Japanese exports expanded for a fifth consecutive month in April, with shipments to China surging as global demand continued to support the nation’s economic recovery.
Highlights
  • Exports rose 7.5 percent from a year earlier (median estimate +8.0 percent), according to data released by the Ministry of Finance.
  • Imports jumped 15.1 percent (median estimate +14.8 percent).
  • The trade surplus was 481.7 billion yen ($4.3 billion) (estimate 520.7 billion yen).

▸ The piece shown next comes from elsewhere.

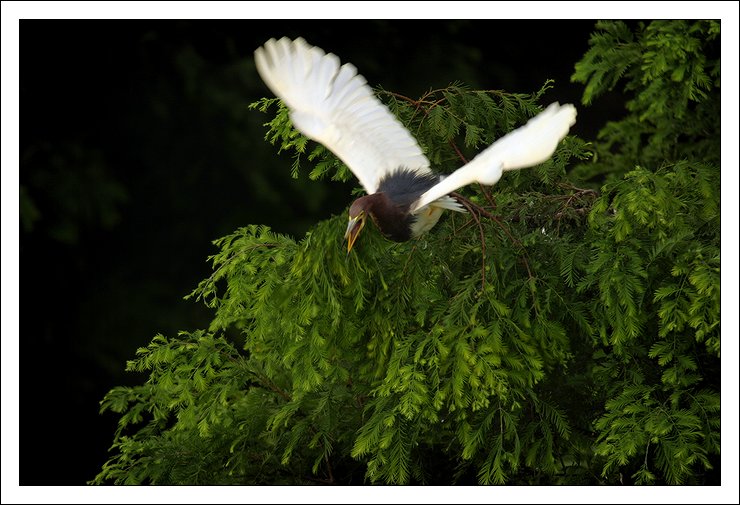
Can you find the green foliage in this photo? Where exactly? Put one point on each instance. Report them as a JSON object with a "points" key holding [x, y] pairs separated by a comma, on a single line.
{"points": [[671, 74], [553, 335]]}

Key Takeaways Exports have driven five consecutive quarters of growth in Japan’s economy, the longest run in a decade. Imports have also picked up, notching the biggest gain in more than three years in March. The swell in trade indicates an increasingly healthy global economy. The outlook for global trade remains unclear, though, after Group of Seven finance chiefs agreed only on watered-down language about avoiding protectionism at their May meeting in Italy. Economist Views
  • “When the global economy is going strong, exports to China grow,” said Yasutoshi Nagai, chief economist at Daiwa Securities Co. in Tokyo. “That picture remains the same.”
  • Yet any slowdown in exports would threaten the sustainability of Japan’s recovery, Nagai said. “Exports are the only part of the Japanese economy on a firm footing.”
  • With external demand growing strongly, export volumes should lift aggregate growth in Japan’s gross domestic product by another 0.5 percentage point this year, Marcel Thieliant, senior Japan economist at Capital Economics in Singapore, wrote in a research note.
Other Details
  • Exports to China, Japan’s largest trading partner, climbed 14.8 percent to a record high for the month of April of 1.19 trillion yen.
  • Exports to the U.S. rose 2.6 percent from a year earlier.
  • Shipments to the EU increased 2.2 percent.